Carboplatin is a second-generation platinum anticancer agent used for the treatment of a variety of cancers. Previous X-ray crystallographic studies of carboplatin binding to histidine (in hen egg-white lysozyme; HEWL) showed the partial conversion of carboplatin to cisplatin owing to the high NaCl concentration used in the crystallization conditions. HEWL co-crystallizations with carboplatin in NaBr conditions have now been carried out to confirm whether carboplatin converts to the bromine form and whether this takes place in a similar way to the partial conversion of carboplatin to cisplatin observed previously in NaCl conditions. Here, it is reported that a partial chemical transformation takes place but to a transplatin form. Thus, to attempt to resolve purely carboplatin binding at histidine, this study utilized co-crystallization of HEWL with carboplatin without NaCl to eliminate the partial chemical conversion of carboplatin. Tetragonal HEWL crystals co-crystallized with carboplatin were successfully obtained in four different conditions, each at a different pH value.
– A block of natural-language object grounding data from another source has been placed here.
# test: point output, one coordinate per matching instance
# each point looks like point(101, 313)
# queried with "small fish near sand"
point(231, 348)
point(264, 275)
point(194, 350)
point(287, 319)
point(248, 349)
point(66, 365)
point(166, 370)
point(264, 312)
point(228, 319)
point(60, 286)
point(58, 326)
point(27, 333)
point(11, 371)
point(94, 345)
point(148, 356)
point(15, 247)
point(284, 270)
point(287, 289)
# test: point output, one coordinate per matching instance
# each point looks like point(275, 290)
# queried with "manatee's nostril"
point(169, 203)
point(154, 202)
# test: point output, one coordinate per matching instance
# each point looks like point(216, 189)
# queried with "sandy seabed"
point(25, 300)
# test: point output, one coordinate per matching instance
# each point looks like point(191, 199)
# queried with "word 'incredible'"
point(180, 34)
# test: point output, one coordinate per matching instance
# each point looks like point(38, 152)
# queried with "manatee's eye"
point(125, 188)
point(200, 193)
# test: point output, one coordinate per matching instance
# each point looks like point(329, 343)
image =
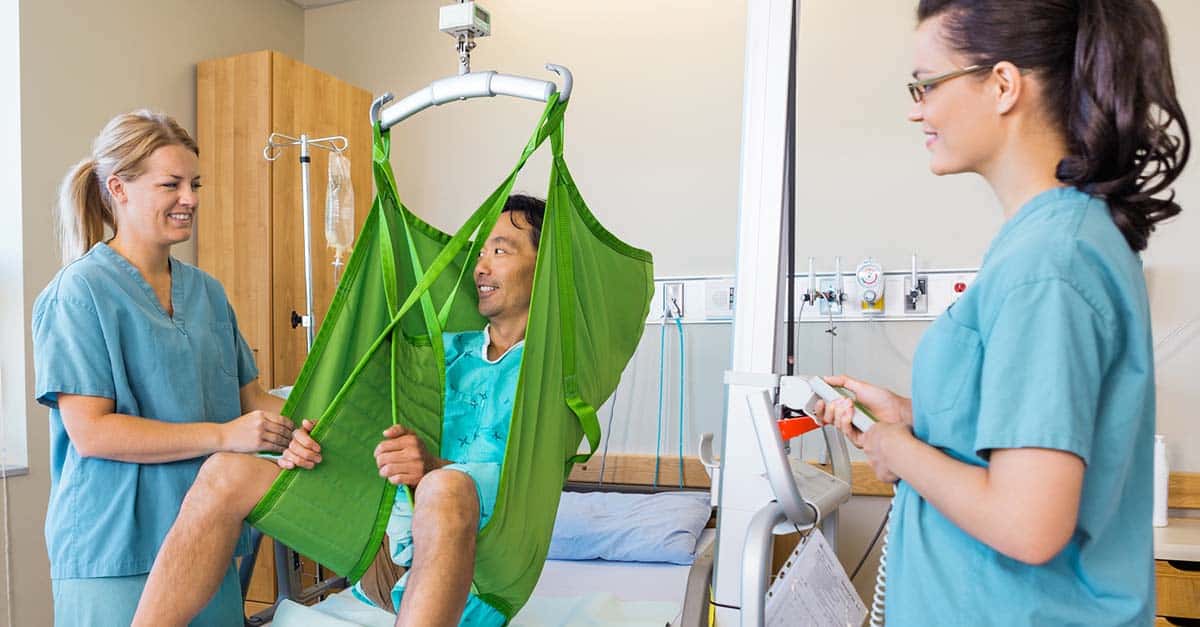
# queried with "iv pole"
point(275, 143)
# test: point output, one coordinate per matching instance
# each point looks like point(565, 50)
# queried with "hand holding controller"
point(863, 418)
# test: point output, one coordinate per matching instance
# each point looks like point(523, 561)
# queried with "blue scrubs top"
point(1049, 348)
point(100, 330)
point(474, 436)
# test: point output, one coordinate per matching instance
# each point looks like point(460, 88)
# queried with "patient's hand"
point(402, 458)
point(303, 451)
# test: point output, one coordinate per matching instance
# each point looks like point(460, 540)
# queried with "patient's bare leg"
point(444, 525)
point(197, 551)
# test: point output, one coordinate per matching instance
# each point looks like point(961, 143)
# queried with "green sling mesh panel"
point(378, 360)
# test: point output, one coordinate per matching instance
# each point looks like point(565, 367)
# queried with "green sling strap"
point(378, 360)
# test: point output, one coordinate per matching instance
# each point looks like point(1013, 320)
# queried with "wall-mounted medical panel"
point(712, 299)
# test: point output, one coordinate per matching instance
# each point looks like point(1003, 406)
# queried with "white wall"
point(81, 64)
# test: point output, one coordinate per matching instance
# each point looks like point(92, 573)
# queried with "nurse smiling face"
point(156, 207)
point(955, 103)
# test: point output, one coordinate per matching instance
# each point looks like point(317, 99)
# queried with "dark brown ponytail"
point(1116, 103)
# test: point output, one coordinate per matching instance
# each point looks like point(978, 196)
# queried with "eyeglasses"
point(917, 89)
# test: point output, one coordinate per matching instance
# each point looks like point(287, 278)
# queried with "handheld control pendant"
point(863, 418)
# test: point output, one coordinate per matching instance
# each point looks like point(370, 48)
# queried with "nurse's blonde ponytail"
point(85, 207)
The structural results obtained show carboplatin bound to either one or both of the N atoms of His15 of HEWL, and this particular variation was dependent on the concentration of anions in the crystallization mixture and the elapsed time, as well as the pH used. The structural details of the bound carboplatin molecule also differed between them. Overall, the most detailed crystal structure showed the majority of the carboplatin atoms bound to the platinum centre; however, the four-carbon ring structure of the cyclobutanedicarboxylate moiety (CBDC) remained elusive. The potential impact of the results for the administration of carboplatin as an anticancer agent are described.